Was Unicode designed well? If it were designed from scratch today, with no legacy considerations, would the ideal design look like the current design? What would you change?
Being extremely ignorant of the problem space, the first thing I would consider for the chopping block would be combining characters. Just make every character a precomposed character (one code point), so there's no need for normalization. I'm curious if such a scheme could fit every code point into 32 bits, though. Would this be feasible?
It’s like giving me a list of numbers and asking me to “combine” them. What does that mean? Do I sum them up, or concatenate them, or something else entirely? A lot of string reversal solutions are “incorrect” because there isn’t even a correct question in the first place.

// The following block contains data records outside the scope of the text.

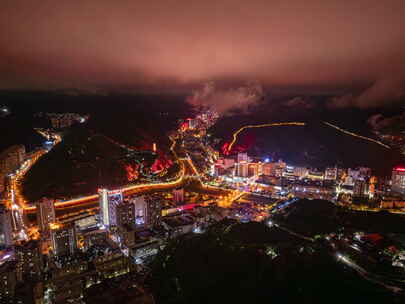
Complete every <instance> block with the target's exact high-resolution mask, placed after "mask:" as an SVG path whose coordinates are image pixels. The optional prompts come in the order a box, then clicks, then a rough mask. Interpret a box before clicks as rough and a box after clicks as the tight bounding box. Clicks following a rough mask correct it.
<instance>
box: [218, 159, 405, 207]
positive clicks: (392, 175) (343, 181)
mask: <svg viewBox="0 0 405 304" xmlns="http://www.w3.org/2000/svg"><path fill="white" fill-rule="evenodd" d="M210 175H211V176H212V177H213V178H215V179H216V180H217V181H218V180H219V181H221V182H223V183H225V184H227V185H231V186H233V187H237V188H241V189H243V190H245V191H249V192H257V193H260V192H270V193H272V196H273V197H278V198H282V196H283V195H287V194H289V193H291V194H293V195H294V196H297V197H303V198H304V197H308V198H318V199H334V198H337V197H338V196H339V195H342V194H344V195H346V196H350V199H352V198H358V199H373V198H374V197H375V196H378V197H382V196H387V195H397V196H401V195H404V194H405V169H403V168H400V167H396V168H394V169H393V173H392V179H391V180H390V181H386V180H384V179H381V180H378V179H377V178H376V177H375V176H373V175H372V171H371V169H370V168H366V167H359V168H356V169H351V168H349V169H344V168H338V167H329V168H326V169H325V170H322V171H320V170H317V169H313V168H307V167H299V166H291V165H288V164H287V163H285V162H283V161H281V160H279V161H275V162H271V161H270V160H269V159H265V160H264V161H256V160H254V159H252V158H251V157H249V156H248V155H247V153H238V154H237V156H236V157H234V158H231V157H228V158H219V159H218V160H217V161H216V163H215V164H213V165H212V166H211V169H210Z"/></svg>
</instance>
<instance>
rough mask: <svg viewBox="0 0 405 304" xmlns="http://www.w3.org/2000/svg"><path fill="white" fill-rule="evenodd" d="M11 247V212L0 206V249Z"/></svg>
mask: <svg viewBox="0 0 405 304" xmlns="http://www.w3.org/2000/svg"><path fill="white" fill-rule="evenodd" d="M12 245H13V230H12V225H11V212H10V210H7V208H6V207H5V206H4V205H0V249H4V248H7V247H10V246H12Z"/></svg>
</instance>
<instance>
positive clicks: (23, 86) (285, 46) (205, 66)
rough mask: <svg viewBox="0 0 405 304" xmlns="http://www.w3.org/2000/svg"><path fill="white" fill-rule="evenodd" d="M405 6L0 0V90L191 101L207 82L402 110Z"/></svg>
mask: <svg viewBox="0 0 405 304" xmlns="http://www.w3.org/2000/svg"><path fill="white" fill-rule="evenodd" d="M403 16H405V1H403V0H387V1H381V0H364V1H363V0H356V1H341V0H305V1H303V0H297V1H293V0H291V1H283V0H279V1H277V0H266V1H255V0H253V1H242V0H233V1H225V0H215V1H214V0H207V1H190V0H188V1H182V0H174V1H171V0H162V1H154V0H149V1H132V0H131V1H130V0H122V1H111V0H69V1H64V0H60V1H54V0H41V1H37V0H20V1H16V0H2V1H1V9H0V89H3V90H10V89H11V90H13V89H19V90H21V89H23V90H27V89H31V90H32V89H34V90H55V89H72V88H74V89H79V90H84V91H87V92H96V93H98V92H101V91H103V92H104V91H109V90H118V91H119V90H121V91H136V92H142V91H145V92H161V93H165V92H184V91H188V92H189V91H190V90H193V89H195V88H197V87H199V86H201V84H203V83H206V82H207V81H215V83H216V84H217V85H219V86H235V85H236V86H239V85H240V83H245V82H246V81H255V82H257V83H259V84H260V85H261V86H262V87H263V88H264V89H265V90H276V89H277V90H287V91H288V90H294V91H303V92H304V91H305V92H307V93H319V92H321V93H327V94H331V95H334V96H336V97H335V98H331V99H329V100H328V101H327V102H328V103H329V105H330V106H332V107H347V106H354V107H360V108H365V107H375V106H381V105H387V104H390V105H391V104H395V103H400V100H401V96H403V94H404V92H405V90H404V87H405V86H404V84H405V70H404V69H403V66H404V63H405V40H404V39H403V37H404V33H403V29H404V28H405V18H404V17H403Z"/></svg>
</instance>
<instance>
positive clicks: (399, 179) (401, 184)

Even with an infinitely large code space, doing away with combining marks and encoding everything as precomposed would be impossible because you cannot have a definitive list of every single combination of letters and diacritics that may mean something to someone. If Unicode had been the first digital character set ever created, it would not contain a single precomposed code point because they are utterly impractical. As such, normalisation – or at least the canonical reordering part of it – is always going to be a necessity.
For Unicode, a “design from scratch” design would remove duplicate legacy code points. Why have “é” both as a single code point and as ”e” plus a combining character?
It also wouldn’t have any of the deprecated characters (https://en.wikipedia.org/wiki/Unicode_character_property#Dep...)
I also would remove the few special flag code points (https://home.unicode.org/the-past-and-future-of-flag-emoji/)
If “design from scratch” also means “drop the goal of encompassing old character encodings”, more code points probably could go. Why are DOS box characters in Unicode, while Atari/PET, etc, ones aren’t, for example?
Finally, I would look into making it easier to retrieve character class from a code point (the ‘these code points are digits, these are combining marks, etc’ tables are a bit of a wart, and getting rid of them could be useful in small embedded devices).
I doubt a solution exists there that is future proof agains extension of Unicode and doesn’t blow up memory use, though, and am not sure any embedded devices too small to host those tables actually could use that info.
Where I would make the change isn't Unicode itself but the APIs. All of the problems you're talking about basically come down to legacy language design where people think they're working with grapheme clusters but they're really working with code points. Making that more explicit in the tools would be good, similar to how Python 3 forced you to think about whether you wanted encoded binary data or a decoded string but there's so much history around that making it hard to do without getting a lot of griping from people who don't want to update decades of habit.
has nothing with Unicode
It's thing to do with whether it's Little or Big Endian
Unicode as fixed & secured as Ascii at its era